My obsession began on the road to the Alaska Highway…
July 3, 2013
Subject: Dad’s Journey
I feel a bit presumptuous, so bear with me…
Before we left on our journey both Mike and Matt [my sons] had occasion to ask how I felt about leaving work behind and heading off into a new world of travel and adventure. Both seemed a bit skeptical that I would make the transition without, shall we say, a certain amount of angst.
A day later, Mandy [my sister] was far less circumspect–as usual. She reckons that the personality my kids have known for lo these forty odd years (sorry Kirsten [my daughter]) goes way farther back than that. She further reckons that, angst be damned, I’m probably headed for a full-fledged nervous breakdown. Worst of all, she thinks that’s funny!
Sorry, Kids. I didn’t invite her into the family–it just happened.
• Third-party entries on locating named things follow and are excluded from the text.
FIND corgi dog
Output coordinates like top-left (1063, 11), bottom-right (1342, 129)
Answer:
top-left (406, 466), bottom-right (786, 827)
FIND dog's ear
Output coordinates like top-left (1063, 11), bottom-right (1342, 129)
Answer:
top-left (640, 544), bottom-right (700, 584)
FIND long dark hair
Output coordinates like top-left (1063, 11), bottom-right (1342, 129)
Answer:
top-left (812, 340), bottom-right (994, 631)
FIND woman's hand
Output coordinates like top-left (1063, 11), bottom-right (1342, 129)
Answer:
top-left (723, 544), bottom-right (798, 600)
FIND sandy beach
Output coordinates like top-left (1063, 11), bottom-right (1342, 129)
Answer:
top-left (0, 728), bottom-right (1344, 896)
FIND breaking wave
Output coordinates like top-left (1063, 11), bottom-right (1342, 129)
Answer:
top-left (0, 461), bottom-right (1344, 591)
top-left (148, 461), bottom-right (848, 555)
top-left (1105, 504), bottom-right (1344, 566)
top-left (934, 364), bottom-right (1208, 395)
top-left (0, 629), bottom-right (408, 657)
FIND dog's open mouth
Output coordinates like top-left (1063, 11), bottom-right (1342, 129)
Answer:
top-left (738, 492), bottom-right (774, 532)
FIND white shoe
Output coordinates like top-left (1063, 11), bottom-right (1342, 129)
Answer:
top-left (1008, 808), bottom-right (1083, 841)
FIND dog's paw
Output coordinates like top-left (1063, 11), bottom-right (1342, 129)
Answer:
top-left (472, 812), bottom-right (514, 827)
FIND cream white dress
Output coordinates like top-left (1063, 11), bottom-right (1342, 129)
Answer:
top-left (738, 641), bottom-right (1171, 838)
Mandy opined that, while it was fun to follow our travels on Chris’ web site, it would be equally fun for the five of you to follow my existential adventures in a more personal format. Remember, she thinks this is funny…
So here is my first edition.
On the phone with Chris this morning, Mike asked a couple of times how I was reacting to being without work. (I fear he thinks it’s a bit funny too.) She answered that I was doing fine. And that was true.
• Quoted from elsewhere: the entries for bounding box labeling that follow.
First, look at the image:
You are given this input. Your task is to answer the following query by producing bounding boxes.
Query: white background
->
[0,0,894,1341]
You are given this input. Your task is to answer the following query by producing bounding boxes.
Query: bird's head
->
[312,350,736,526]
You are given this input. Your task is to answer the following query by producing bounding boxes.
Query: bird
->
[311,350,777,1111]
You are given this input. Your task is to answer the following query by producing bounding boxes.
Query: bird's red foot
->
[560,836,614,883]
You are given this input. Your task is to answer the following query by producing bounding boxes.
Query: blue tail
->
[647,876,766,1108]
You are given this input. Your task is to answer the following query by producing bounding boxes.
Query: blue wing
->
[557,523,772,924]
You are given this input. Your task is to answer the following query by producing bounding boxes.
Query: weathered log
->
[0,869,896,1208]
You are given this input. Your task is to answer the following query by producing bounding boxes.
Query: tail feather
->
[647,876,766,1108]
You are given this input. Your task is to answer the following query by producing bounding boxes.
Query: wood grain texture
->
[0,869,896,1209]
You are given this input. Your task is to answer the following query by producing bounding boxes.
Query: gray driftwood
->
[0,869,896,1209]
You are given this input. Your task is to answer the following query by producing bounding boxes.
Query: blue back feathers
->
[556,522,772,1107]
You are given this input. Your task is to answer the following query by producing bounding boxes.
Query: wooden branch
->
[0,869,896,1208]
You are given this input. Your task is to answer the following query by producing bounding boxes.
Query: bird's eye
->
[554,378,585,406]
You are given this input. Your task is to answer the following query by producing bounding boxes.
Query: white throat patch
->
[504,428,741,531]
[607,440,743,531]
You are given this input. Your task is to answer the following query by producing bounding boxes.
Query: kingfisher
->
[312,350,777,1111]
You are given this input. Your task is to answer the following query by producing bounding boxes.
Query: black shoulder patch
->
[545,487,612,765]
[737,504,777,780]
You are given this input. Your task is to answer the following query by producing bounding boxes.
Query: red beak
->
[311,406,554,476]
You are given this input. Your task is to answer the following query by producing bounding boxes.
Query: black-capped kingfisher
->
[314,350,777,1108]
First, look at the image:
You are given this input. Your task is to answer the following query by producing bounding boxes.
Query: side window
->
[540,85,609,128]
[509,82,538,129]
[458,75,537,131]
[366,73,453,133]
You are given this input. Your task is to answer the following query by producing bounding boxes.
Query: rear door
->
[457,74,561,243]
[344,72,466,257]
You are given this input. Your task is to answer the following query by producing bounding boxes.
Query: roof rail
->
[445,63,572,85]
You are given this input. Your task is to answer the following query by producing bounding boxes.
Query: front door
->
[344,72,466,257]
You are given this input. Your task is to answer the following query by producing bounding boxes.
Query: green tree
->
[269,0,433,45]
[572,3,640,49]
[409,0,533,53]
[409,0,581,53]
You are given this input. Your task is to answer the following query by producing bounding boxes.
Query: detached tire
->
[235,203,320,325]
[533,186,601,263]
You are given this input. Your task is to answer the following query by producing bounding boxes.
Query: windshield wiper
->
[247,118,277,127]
But an explanation might be in order…

For a confirmed work addict, keeping the mechanics, the refrigeration and especially the electronics going for Chris’ travelling road show is analogous to methadone for a heroin addict. For the moment, I haven’t stopped working at all–I just have a different, and infinitely more demanding client.

Somewhere deep inside, though, I feel my telos starting to bloom. Last night in a ‘campground’ in Sioux Falls, South Dakota, we met a lady about our age who identified herself as a ‘full timer’. I didn’t know this breed existed, and maybe you don’t either. She was about my age, tiny, painfully skinny, clearly suffering from advanced health issues. But she has been travelling the highways in her enormous freeway yacht of a motor home since her husband died in 2003. She has no home and doesn’t want one.
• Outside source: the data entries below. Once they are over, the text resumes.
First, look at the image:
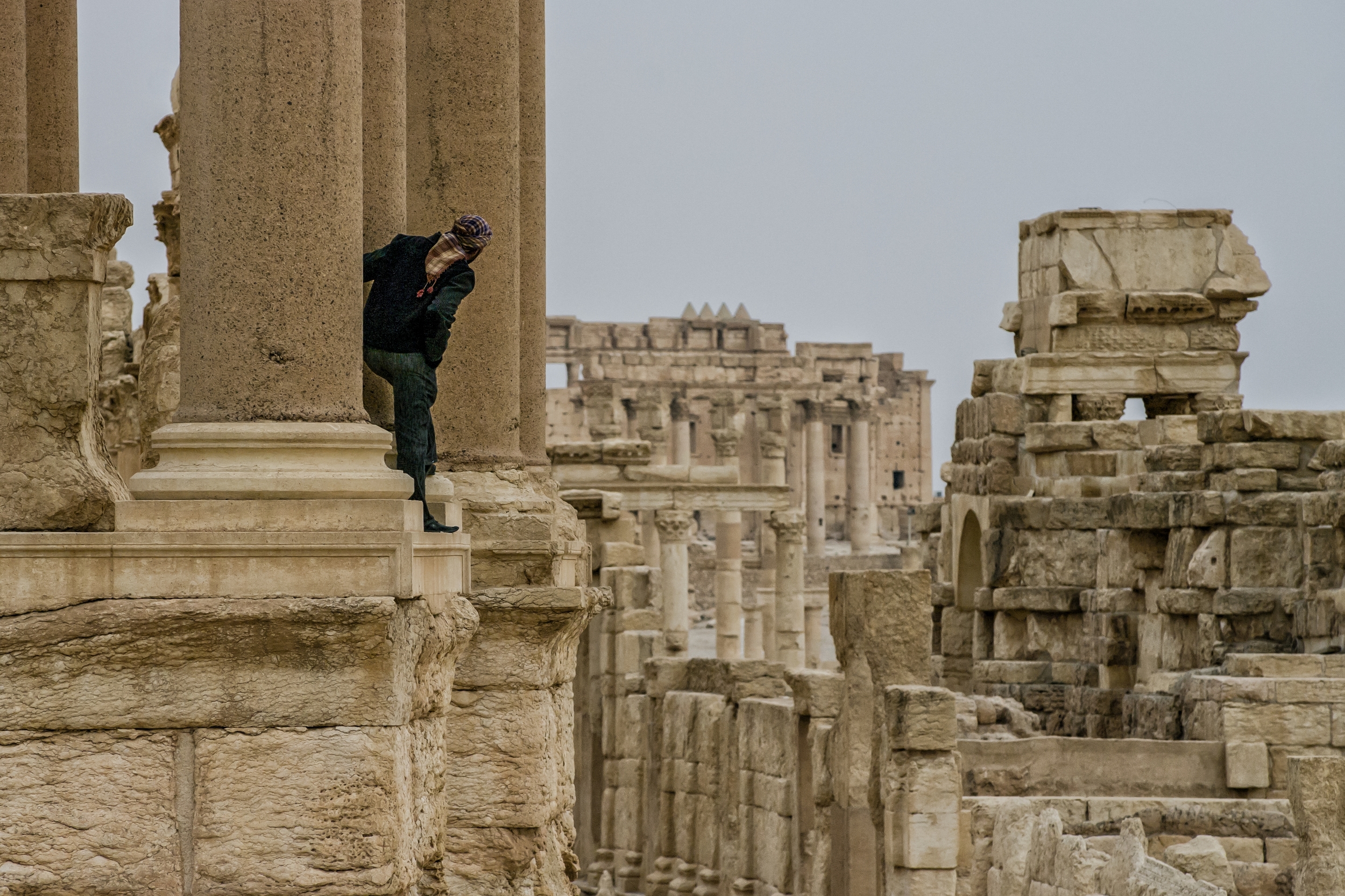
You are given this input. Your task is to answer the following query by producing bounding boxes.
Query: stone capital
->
[767,510,807,544]
[0,193,133,282]
[654,510,696,544]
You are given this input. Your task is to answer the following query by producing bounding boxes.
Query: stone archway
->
[955,510,985,611]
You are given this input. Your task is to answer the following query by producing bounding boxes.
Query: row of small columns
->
[635,387,873,669]
[654,510,822,669]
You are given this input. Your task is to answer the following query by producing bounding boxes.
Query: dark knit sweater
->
[365,234,476,367]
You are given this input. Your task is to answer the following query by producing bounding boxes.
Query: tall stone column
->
[749,395,791,659]
[771,510,806,669]
[0,194,131,530]
[669,395,691,466]
[804,400,827,557]
[135,0,410,499]
[710,389,742,659]
[0,0,29,194]
[654,510,696,657]
[845,400,873,554]
[406,0,519,470]
[24,0,80,193]
[362,0,406,429]
[518,0,550,467]
[714,510,742,659]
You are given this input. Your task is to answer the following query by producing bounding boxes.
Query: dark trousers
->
[365,346,438,522]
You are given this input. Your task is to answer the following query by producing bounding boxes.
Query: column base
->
[131,421,412,501]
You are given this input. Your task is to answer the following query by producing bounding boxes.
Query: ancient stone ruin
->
[0,0,1345,896]
[562,209,1345,896]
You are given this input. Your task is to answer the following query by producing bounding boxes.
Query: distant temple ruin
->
[0,0,1345,896]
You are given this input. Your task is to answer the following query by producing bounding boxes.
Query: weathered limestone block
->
[193,727,417,896]
[444,684,575,829]
[0,598,475,729]
[0,730,180,896]
[1289,756,1345,896]
[1164,834,1236,893]
[0,194,132,530]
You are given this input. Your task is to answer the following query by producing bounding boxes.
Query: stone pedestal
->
[654,510,696,657]
[0,194,131,530]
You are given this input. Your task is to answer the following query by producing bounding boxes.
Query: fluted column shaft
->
[518,0,550,467]
[362,0,406,429]
[179,0,367,422]
[771,510,806,669]
[406,0,519,470]
[804,401,827,557]
[0,0,29,194]
[654,510,696,657]
[714,510,742,659]
[24,0,76,193]
[635,386,669,464]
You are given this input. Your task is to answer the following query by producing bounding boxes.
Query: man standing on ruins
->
[365,215,491,531]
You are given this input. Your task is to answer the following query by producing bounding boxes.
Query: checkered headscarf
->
[425,215,492,280]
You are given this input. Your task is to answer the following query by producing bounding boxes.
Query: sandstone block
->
[827,571,933,686]
[194,727,417,894]
[1202,441,1301,470]
[884,867,958,896]
[1243,410,1345,441]
[455,585,608,689]
[1164,834,1236,892]
[444,685,575,827]
[1209,467,1279,491]
[1224,493,1304,526]
[1025,422,1095,452]
[1289,756,1345,896]
[599,541,645,566]
[784,667,845,719]
[885,685,958,751]
[0,598,475,729]
[1221,703,1332,745]
[882,751,962,867]
[0,732,182,894]
[1228,526,1304,588]
[1224,741,1270,788]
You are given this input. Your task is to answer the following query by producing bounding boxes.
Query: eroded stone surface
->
[0,730,182,896]
[0,598,473,729]
[0,194,132,530]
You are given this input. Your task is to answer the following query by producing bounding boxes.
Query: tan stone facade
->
[0,0,1345,896]
[546,305,933,547]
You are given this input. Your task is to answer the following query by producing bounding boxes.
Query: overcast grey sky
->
[80,0,1345,468]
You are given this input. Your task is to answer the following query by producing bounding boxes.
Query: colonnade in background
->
[585,383,877,667]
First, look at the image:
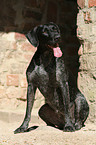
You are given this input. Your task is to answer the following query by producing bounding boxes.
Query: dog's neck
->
[37,44,53,55]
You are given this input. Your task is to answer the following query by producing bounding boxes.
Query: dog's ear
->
[25,27,39,47]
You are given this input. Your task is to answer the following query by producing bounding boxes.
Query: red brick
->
[88,0,96,8]
[24,0,38,7]
[7,74,19,87]
[21,43,36,52]
[77,0,85,8]
[15,33,26,40]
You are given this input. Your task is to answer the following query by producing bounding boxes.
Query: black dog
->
[14,23,89,133]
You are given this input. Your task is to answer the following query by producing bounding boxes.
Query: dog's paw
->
[75,122,82,130]
[14,126,27,134]
[64,124,75,132]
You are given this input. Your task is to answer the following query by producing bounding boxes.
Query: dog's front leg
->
[62,81,75,131]
[14,83,36,134]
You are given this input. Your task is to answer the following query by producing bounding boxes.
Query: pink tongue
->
[53,47,62,57]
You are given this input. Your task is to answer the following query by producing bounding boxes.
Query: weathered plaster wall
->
[0,0,96,122]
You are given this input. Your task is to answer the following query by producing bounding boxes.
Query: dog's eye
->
[43,31,47,34]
I wasn’t dumb enough to ask her about driving that behemoth all by herself, towing her smaller car behind. But she answered anyway. She explained that she had to do all the driving because her dog was too short to reach the pedals.
I’m not sure what effect meeting that incredible little woman had on my spiritual state, but I know it was profound. Something along the lines of, “Holy Shit there are some cool people in this world. I wish I was one of them!
Dad/Big Brother
I love reading your introductory comments. After reading many of your later reports, I see myself in your shoes. Imagining there are some people who not only survive such great wild-reness, but thrive and actually refuse to live any other way.
Survival puts a whole new perspective on ones life.